- Dyrrachio Location within Greece
- Coordinates: 37°11′N 22°12′E﻿ / ﻿37.183°N 22.200°E
- Country: Greece
- Administrative region: Peloponnese
- Regional unit: Arcadia
- Municipality: Megalopoli
- Municipal unit: Falaisia
- Elevation: 800 m (2,600 ft)

Population (2021)
- • Community: 134
- Time zone: UTC+2 (EET)
- • Summer (DST): UTC+3 (EEST)
- Postal code: 220 21

= Dyrrachio =

Dyrrachio (Δυρράχιο) is a mountain village in the municipal unit of Falaisia, southwestern Arcadia, Greece. It is considered a traditional settlement and is situated at an altitude of 800 m in the Taygetos mountains of the Peloponnese. It is 3 km west of Neochori, 4 km east of Akovos, 7 km southwest of Longanikos and 25 km south of Megalopoli. Dyrrachio suffered damage from the 2007 Greek forest fires.

== History ==

Historical references attest to the existence of Dyrrachio across several centuries. Mentions appear in Byzantine sources, including a 5th-century entry in a Byzantine lexicon titled Dyrrachio, a 14th-century chrysobull of Andronikos II Palaiologos referring to the settlement as an ancient city, and writings of the 15th-century historian George Sphrantzes. Later references include an inscription from the Monastery of Rekitsa (1714) and letters from the metropolitan bishop of Monemvasia concerning the bishop of Dyrrachio in 1718 and 1742.

In the late 18th century, the area was associated with the klepht leader Zacharias Barbitsiotis, who operated in the region after a victory at Rekitsa. By the early 19th century, the village became involved in preparations for the Greek War of Independence, and figures from the area participated in the struggle, including Panagiotis Kefalas, known for his role in the capture of Tripolitsa in 1821.
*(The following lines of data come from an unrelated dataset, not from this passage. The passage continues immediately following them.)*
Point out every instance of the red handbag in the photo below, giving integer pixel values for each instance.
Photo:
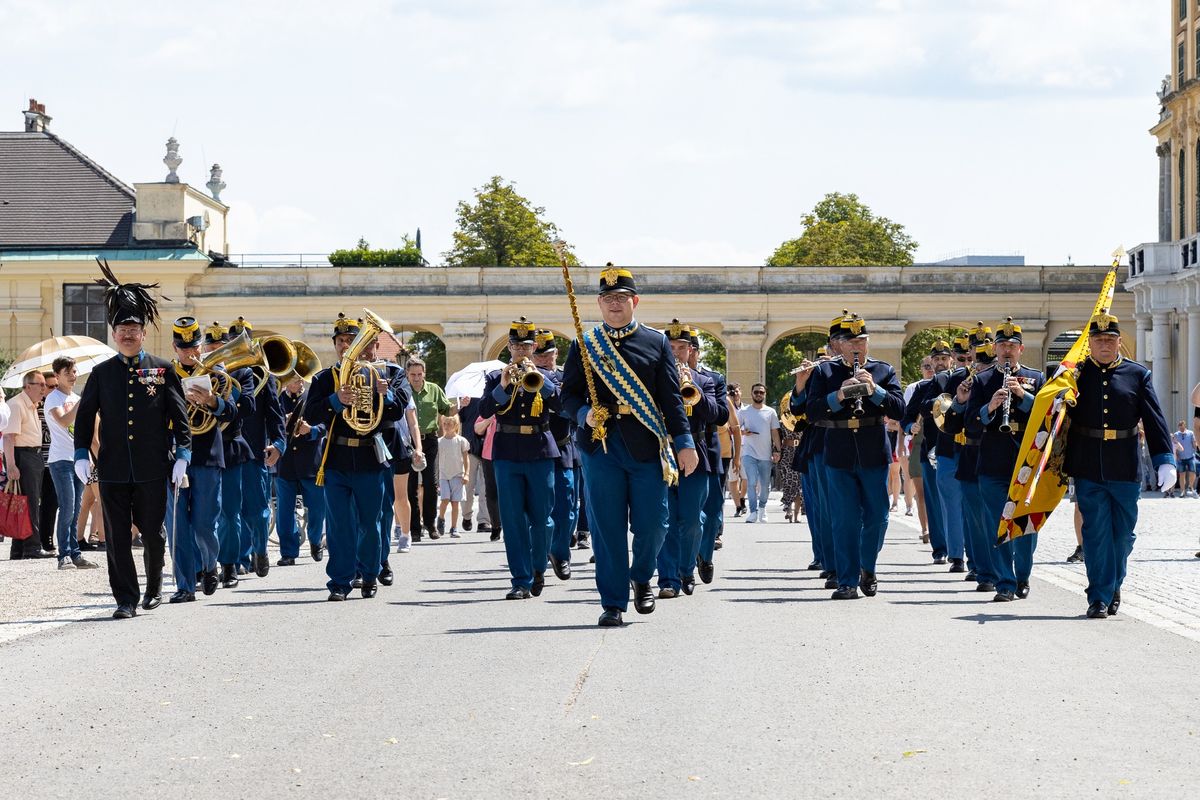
(15, 521)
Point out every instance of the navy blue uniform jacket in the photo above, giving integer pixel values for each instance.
(142, 415)
(1120, 396)
(865, 446)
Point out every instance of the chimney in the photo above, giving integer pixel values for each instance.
(36, 120)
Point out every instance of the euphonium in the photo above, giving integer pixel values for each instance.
(688, 390)
(366, 411)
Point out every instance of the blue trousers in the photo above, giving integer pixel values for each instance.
(933, 509)
(256, 511)
(810, 511)
(859, 518)
(1013, 560)
(1110, 513)
(286, 493)
(949, 498)
(192, 524)
(526, 494)
(978, 519)
(567, 510)
(354, 504)
(229, 528)
(624, 495)
(685, 524)
(714, 513)
(819, 515)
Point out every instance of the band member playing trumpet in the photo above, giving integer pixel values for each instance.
(996, 413)
(522, 398)
(193, 511)
(349, 403)
(857, 451)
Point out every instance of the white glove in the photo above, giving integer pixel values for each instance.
(1167, 477)
(179, 471)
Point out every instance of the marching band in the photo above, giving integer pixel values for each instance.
(623, 443)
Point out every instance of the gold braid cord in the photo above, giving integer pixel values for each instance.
(599, 413)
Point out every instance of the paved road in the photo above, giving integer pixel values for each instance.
(756, 686)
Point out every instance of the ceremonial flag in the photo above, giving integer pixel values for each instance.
(1038, 482)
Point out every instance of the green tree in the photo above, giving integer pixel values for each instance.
(917, 348)
(843, 232)
(502, 228)
(784, 356)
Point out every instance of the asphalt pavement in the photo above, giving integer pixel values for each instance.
(755, 686)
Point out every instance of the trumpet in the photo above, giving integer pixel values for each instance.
(525, 374)
(688, 389)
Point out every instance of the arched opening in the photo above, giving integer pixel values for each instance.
(784, 355)
(917, 348)
(423, 343)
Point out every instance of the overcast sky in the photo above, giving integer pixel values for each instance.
(652, 131)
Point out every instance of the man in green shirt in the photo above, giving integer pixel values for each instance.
(431, 407)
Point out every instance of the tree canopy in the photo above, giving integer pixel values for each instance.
(844, 232)
(503, 228)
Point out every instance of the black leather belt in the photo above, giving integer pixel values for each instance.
(1108, 434)
(525, 428)
(853, 425)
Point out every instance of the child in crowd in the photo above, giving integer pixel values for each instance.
(453, 451)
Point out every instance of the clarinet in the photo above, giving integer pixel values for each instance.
(1005, 425)
(857, 410)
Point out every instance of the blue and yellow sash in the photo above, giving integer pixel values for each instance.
(629, 390)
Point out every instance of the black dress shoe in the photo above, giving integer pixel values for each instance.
(643, 599)
(610, 618)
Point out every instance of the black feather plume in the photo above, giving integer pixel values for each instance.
(125, 300)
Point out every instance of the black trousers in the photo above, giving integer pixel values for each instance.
(29, 462)
(48, 511)
(126, 505)
(426, 510)
(493, 497)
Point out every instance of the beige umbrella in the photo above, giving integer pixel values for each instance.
(85, 350)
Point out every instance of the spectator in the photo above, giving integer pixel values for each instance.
(1186, 456)
(60, 411)
(761, 445)
(23, 457)
(431, 407)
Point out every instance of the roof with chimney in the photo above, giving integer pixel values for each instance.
(52, 196)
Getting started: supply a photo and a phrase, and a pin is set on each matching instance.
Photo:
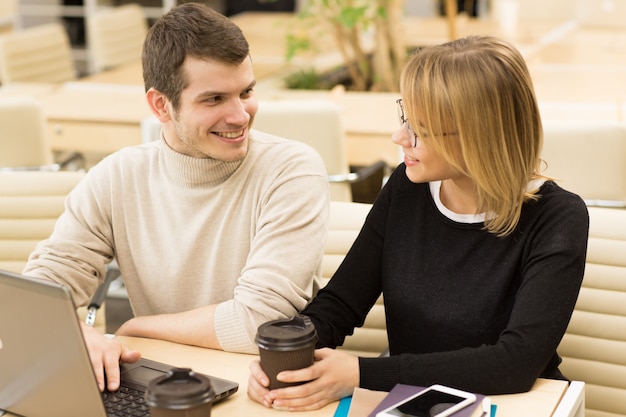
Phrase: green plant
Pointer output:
(367, 33)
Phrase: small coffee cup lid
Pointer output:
(286, 334)
(179, 389)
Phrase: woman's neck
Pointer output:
(459, 196)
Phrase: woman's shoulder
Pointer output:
(556, 200)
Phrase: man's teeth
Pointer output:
(230, 135)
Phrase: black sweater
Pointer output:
(464, 307)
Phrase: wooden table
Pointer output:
(539, 402)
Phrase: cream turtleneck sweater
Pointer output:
(189, 232)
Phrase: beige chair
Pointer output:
(346, 220)
(24, 141)
(588, 158)
(318, 123)
(594, 346)
(30, 203)
(8, 15)
(37, 54)
(115, 35)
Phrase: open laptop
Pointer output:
(45, 369)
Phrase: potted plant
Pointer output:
(367, 33)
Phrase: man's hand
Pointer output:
(106, 354)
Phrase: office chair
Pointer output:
(115, 35)
(318, 123)
(38, 54)
(24, 139)
(588, 158)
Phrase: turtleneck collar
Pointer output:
(189, 171)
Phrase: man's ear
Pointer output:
(158, 104)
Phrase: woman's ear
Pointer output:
(158, 104)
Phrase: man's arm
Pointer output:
(193, 327)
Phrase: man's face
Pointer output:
(216, 111)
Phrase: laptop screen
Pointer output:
(45, 365)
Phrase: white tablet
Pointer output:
(434, 401)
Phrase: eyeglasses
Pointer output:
(404, 120)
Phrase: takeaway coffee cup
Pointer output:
(286, 344)
(180, 393)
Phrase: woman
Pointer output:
(479, 257)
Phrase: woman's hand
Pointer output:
(334, 375)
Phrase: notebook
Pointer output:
(44, 365)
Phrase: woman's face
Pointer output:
(422, 163)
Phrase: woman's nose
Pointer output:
(401, 136)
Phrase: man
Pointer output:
(216, 228)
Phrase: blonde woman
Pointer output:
(479, 257)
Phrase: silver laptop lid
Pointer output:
(45, 365)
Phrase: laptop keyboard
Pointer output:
(125, 402)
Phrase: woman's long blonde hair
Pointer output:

During the 19th century, many inhabitants worked as millers, operating watermills in parts of the Peloponnese, particularly from about 1850 to 1920. From the late 19th century, migration to the United States and to cities such as Athens and Kalamata contributed to population decline.
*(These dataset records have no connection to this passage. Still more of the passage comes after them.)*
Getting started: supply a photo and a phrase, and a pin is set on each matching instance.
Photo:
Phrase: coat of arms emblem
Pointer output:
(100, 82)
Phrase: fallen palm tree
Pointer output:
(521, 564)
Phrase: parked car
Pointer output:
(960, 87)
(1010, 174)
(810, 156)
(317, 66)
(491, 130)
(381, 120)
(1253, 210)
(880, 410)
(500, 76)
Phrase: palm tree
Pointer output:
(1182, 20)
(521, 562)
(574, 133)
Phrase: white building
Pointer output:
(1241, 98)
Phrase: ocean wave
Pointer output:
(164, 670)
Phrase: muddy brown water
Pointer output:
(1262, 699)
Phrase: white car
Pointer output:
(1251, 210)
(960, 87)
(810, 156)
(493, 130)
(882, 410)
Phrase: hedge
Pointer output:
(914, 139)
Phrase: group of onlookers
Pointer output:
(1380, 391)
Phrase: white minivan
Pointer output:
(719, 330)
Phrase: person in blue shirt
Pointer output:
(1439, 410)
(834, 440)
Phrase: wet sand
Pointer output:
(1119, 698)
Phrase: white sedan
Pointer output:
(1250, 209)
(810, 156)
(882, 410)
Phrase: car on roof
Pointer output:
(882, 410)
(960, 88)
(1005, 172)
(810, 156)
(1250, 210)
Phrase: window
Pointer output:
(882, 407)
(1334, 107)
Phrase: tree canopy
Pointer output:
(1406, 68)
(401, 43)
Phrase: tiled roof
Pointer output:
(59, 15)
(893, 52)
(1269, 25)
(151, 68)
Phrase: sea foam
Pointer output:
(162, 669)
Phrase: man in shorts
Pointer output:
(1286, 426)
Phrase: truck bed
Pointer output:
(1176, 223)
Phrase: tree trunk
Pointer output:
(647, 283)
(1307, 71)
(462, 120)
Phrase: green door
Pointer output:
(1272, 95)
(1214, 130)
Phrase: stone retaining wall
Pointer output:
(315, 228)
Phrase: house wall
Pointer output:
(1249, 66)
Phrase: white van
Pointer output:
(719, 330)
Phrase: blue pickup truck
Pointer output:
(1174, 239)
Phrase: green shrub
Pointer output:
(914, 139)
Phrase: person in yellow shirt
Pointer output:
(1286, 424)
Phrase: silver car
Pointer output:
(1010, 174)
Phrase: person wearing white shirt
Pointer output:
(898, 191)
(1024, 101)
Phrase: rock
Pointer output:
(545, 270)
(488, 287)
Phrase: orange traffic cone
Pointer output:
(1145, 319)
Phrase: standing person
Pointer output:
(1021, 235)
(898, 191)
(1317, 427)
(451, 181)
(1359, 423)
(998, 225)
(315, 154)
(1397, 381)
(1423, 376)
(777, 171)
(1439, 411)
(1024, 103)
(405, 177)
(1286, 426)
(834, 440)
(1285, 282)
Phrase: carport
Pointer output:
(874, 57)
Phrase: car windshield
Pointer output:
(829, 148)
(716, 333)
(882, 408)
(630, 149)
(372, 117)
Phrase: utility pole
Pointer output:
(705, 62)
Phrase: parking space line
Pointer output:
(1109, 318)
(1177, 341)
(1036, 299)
In 1834, after Greek independence, Dyrrachio became a separate municipality. Residents later participated in several conflicts involving Greece, including the Greco-Turkish War of 1897, the First Balkan War, the First World War, and the Greco-Italian War. During the Axis occupation of Greece, the village was involved in resistance activity and suffered damage. Post-war reconstruction followed.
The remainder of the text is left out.